Clay Siegall has spent his life dedicated to the research and development of novel cancer treatments. He first became aware of the barbarity of many forms of cancer treatments while he was in college. He decided to focus his career on the search for new, less invasive and less damaging ways to treat, and maybe someday cure the disease.
Combining old and new
After spending 15 years as a leading cancer researcher at Bristol-Meyers-Squibb and the National Cancer Institute, Dr. Siegall founded Seattle Genetics in 1998. The company’s mission was to concentrate on researching and developing a new line of promising anti-cancer drugs called antibody drug conjugates. These are a form of the broader category of drugs known as targeted cancer therapies.

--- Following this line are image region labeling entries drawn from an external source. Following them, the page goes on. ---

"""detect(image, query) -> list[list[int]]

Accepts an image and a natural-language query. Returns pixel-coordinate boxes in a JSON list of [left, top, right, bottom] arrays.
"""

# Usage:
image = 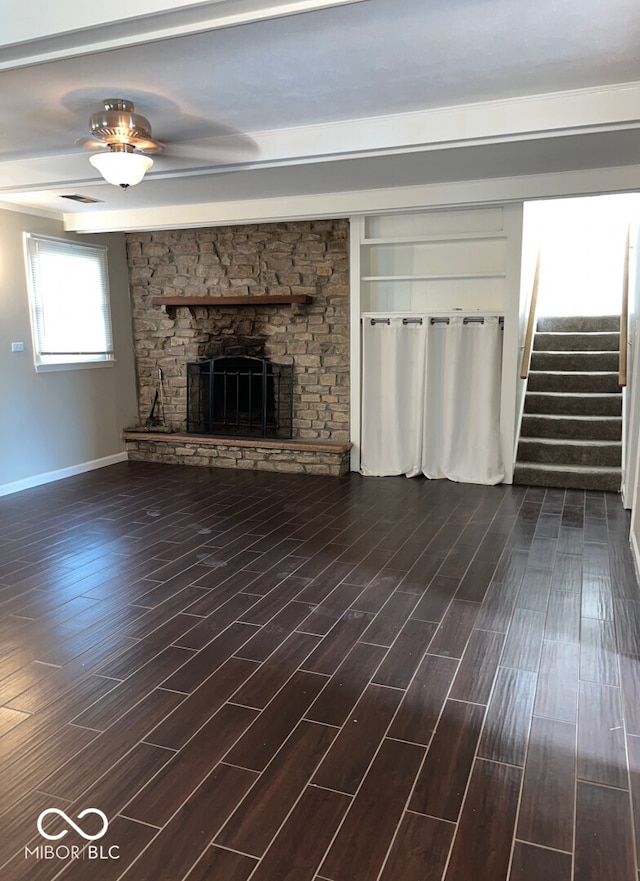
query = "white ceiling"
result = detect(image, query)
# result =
[[0, 0, 640, 230]]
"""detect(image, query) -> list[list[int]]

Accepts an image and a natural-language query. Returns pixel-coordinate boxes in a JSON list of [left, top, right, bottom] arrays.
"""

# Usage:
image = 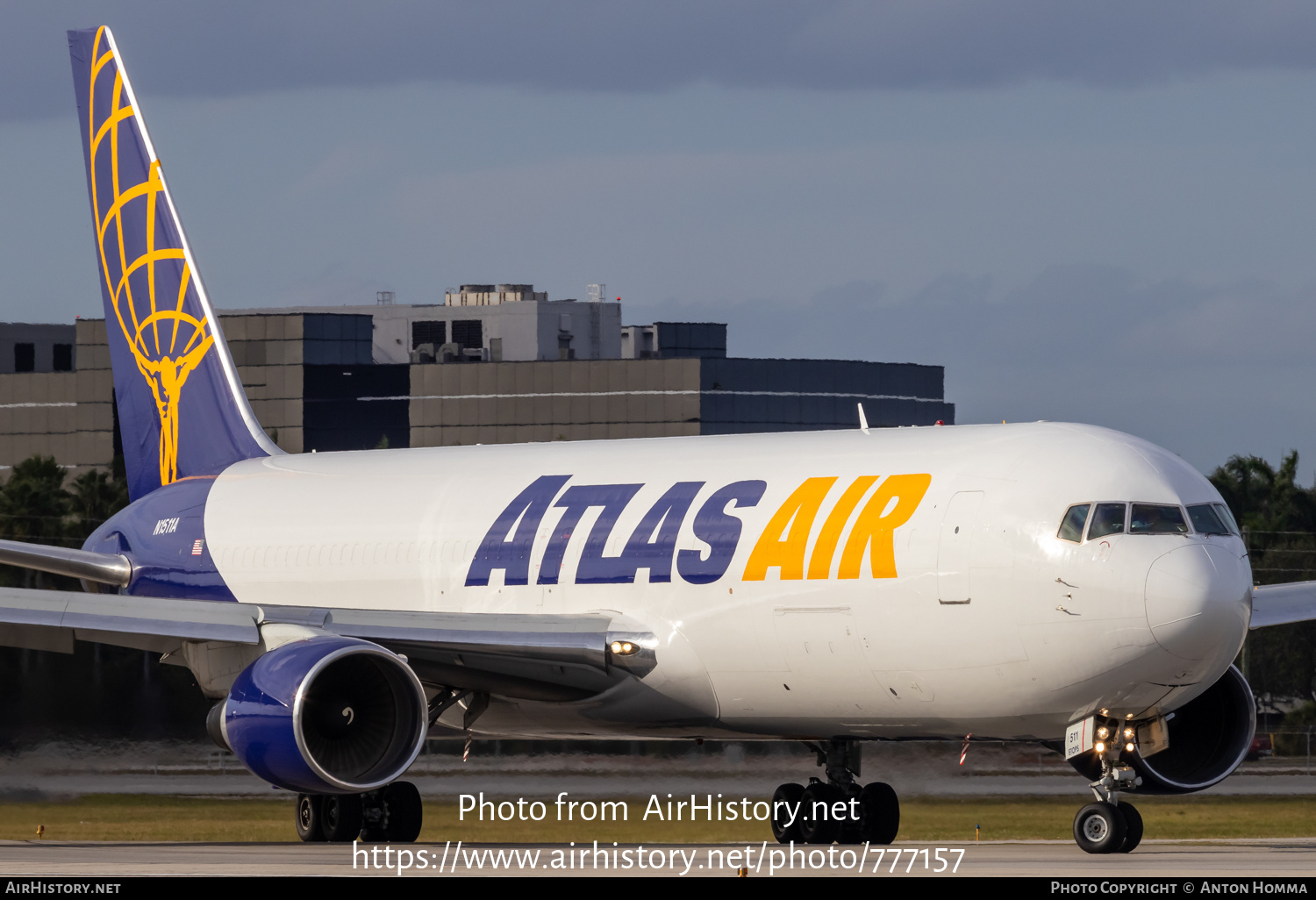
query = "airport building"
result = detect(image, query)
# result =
[[0, 284, 955, 470]]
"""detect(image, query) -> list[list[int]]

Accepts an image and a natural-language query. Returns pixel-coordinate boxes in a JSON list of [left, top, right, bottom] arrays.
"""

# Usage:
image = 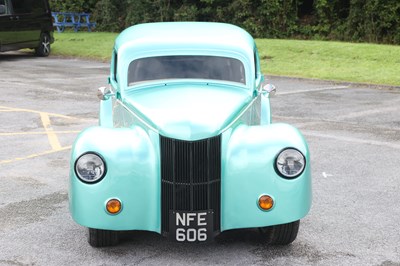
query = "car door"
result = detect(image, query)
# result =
[[11, 0, 40, 48], [0, 0, 14, 51]]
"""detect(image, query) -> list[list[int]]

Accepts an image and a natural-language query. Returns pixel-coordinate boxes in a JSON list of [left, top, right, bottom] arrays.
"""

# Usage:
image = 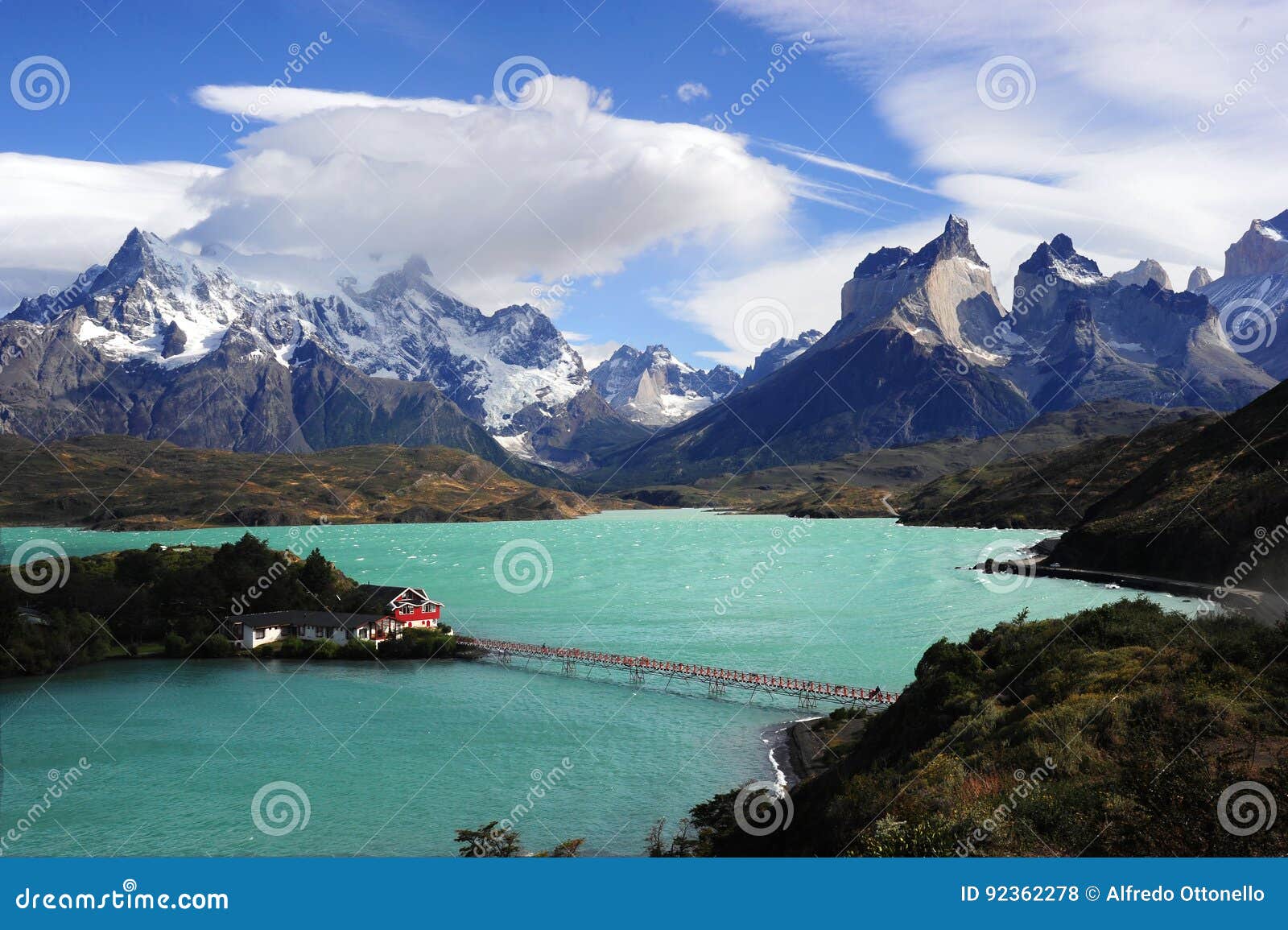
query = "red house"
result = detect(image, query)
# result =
[[358, 585, 443, 636]]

These targeted therapies were developed in response to the often times horrific means by which cancer is treated. Prior to the 2000s, the two main treatment modalities for cancer were killing the cancer cells through such means as radiation and chemotherapy or excision of the tumor. This last option often involves radical surgery, including amputation of limbs and other body parts. Chemotherapy and radiation can be just as nasty, with recipients often having lifelong deficits, such as paresthesia or cardiomyopathy, and visibly accelerated aging, among many other terrible side-effects.
Siegall thought that there was a better way. While most targeted therapies, up until 2000 or so, had involved cytostatic agents, that is, agents which stop further proliferation of cancer cells, Siegall thought that the delivery mechanisms used in targeted therapies could be used to deliver much more potent cytotoxic agents, chemicals which actively kill tumor cells, sending the cancer into remission.
Between 1998 and 2011, Seattle Genetics developed a number of innovative approaches to developing the delivery systems that would take the cytotoxic chemicals directly to the site of the tumor without any systemic release, completely eliminating all of the traditional side-effects of chemotherapy while enhancing anti-cancer effects.
This culminated, in 2011, with the first FDA approval of a viable antibody drug conjugate, Seattle Genetics’ Adcetris. Today, Adcetris and similar drugs are revolutionizing the ways in which cancer is treated across the globe.